Bir diğer unsur ise gerçekleşen hasarın hesaplanabilir özellikte olmasıdır. Sigortacı, hasarın ortalama sıklığını ve şiddetini ölçebilecek durumda olmalıdır. Bu durum sigortacının, sigortalıya yükleyeceği primleri belirlemek ve ödeyeceği tazminatı karşılayacak kadar prim tahsili yapması açısından önemlidir (Kırkbeşoğlu, 2019a).

Sigortalanabilir riskin temel unsurlarından son olanı ise primlerin ekonomik esnekliğe sahip olmasıdır. Bireylerin sigortaya olan talebini etkileyen bir durumdur. Özellikle Türkiye gibi

27

gelişmekte olan ülkelerde primlerin, kişilerin ekonomik durumlarına uygun şekilde ayarlanması ve bir bakıma ödenebilir seviyede olması onların sigorta satın alma eylemlerini etkileyecektir (Kırkbeşoğlu, 2019a). Bu durum sigortacının doğrudan doğruya kendi inisiyatifinde olan bir durum değildir. Elindeki veri ve istatistiklere göre bir prim hesaplaması yapan sigortacının kendi isteğine göre bir prim belirlemesi mümkün değildir.

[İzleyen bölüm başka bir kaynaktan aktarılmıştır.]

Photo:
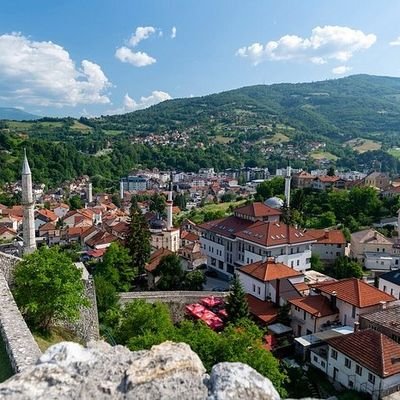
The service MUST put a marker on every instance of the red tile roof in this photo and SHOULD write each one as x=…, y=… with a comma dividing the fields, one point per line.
x=257, y=210
x=156, y=257
x=371, y=349
x=355, y=292
x=269, y=270
x=317, y=305
x=334, y=236
x=265, y=311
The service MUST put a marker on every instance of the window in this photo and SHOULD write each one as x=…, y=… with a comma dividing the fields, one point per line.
x=371, y=378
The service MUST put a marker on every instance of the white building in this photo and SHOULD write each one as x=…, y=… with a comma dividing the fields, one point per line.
x=365, y=361
x=254, y=233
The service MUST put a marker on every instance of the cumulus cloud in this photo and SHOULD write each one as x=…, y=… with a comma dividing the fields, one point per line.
x=173, y=32
x=43, y=73
x=129, y=104
x=395, y=42
x=324, y=44
x=138, y=58
x=141, y=33
x=341, y=70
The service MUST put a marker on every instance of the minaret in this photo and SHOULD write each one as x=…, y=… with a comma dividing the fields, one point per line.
x=28, y=206
x=169, y=206
x=287, y=185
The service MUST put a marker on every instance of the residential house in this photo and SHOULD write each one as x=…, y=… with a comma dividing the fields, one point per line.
x=329, y=245
x=312, y=314
x=365, y=361
x=386, y=321
x=369, y=246
x=377, y=179
x=389, y=282
x=253, y=233
x=353, y=297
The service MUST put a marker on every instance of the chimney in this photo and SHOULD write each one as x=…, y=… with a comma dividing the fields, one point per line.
x=333, y=299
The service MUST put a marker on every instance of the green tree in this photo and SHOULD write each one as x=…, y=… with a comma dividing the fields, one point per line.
x=138, y=240
x=344, y=267
x=48, y=287
x=117, y=268
x=237, y=307
x=170, y=272
x=194, y=280
x=140, y=318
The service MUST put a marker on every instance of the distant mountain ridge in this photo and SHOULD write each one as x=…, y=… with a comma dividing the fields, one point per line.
x=15, y=114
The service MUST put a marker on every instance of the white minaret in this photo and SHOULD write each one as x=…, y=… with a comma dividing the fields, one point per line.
x=169, y=207
x=90, y=193
x=28, y=206
x=121, y=189
x=288, y=178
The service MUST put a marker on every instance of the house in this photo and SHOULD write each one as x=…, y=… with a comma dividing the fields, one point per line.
x=390, y=283
x=365, y=361
x=44, y=216
x=7, y=234
x=270, y=281
x=253, y=233
x=353, y=298
x=368, y=244
x=386, y=321
x=329, y=245
x=152, y=264
x=377, y=179
x=312, y=314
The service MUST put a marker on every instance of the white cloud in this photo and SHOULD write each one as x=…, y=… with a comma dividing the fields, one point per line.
x=138, y=59
x=129, y=104
x=341, y=70
x=325, y=43
x=141, y=33
x=395, y=42
x=43, y=73
x=173, y=32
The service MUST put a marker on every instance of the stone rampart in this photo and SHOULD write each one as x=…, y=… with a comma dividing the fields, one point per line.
x=21, y=347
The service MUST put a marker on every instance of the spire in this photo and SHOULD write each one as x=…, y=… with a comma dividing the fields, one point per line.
x=25, y=166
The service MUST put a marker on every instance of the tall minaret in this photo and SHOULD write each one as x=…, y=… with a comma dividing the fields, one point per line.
x=288, y=177
x=169, y=206
x=28, y=206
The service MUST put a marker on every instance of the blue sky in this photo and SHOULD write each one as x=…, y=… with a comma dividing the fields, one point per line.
x=88, y=58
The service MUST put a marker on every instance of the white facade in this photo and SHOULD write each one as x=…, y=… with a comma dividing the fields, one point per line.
x=354, y=376
x=389, y=287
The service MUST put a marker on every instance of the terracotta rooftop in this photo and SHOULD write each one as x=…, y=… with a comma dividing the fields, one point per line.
x=256, y=210
x=156, y=257
x=265, y=311
x=316, y=305
x=355, y=292
x=269, y=270
x=334, y=236
x=371, y=349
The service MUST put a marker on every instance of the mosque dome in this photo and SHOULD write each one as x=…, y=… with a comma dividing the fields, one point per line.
x=274, y=202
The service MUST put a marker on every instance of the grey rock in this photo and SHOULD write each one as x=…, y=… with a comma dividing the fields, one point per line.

Hasar ihtimalinin yüksek olduğu bir sigortalı, ne kadar prim öderse ödesin, hasar anında sigorta şirketine yaratacağı zarar çok daha fazla olacaktır. Bu nedenle primlerin her zaman herkes için ekonomik bir esneklikte olması beklenemez (Kırkbeşoğlu, 2019a). Primlerin belirlenmesinde hasarın geçmiş dönemdeki sıklığına (veya olasılığına) ve şiddetine (etkisine) de dikkat edilir. Zira bir sigorta ürününün fiyatını belirlerken bu değişkenlerden sadece birini dikkate almak yanıltıcı olacaktır.

Örneğin, deprem riski, oldukça korkutucu ve ağır hasarlar yaratan bir risktir. Sadece depremin şiddetini hesaba katıldığında sigortalılardan çok yüksek primler toplanması gerekir. Ancak, deprem riski çok nadiren ortaya çıkan bir risktir. Bu nedenle bireylerden daha makul primler alarak havuz sistemini işletmek mümkün olabilir. Zira yıllarca deprem olmayacağını düşündüğümüzde havuzda çok fazla prim birikmesi sağlanacaktır. Özetle sigortacı primleri belirlerken geçmiş verileri (hasarın sıklığı ve şiddetini) ve kısmen de olsa müşteri beklentilerini hesaba katmak durumundadır (Kırkbeşoğlu ve McNeill, 2015).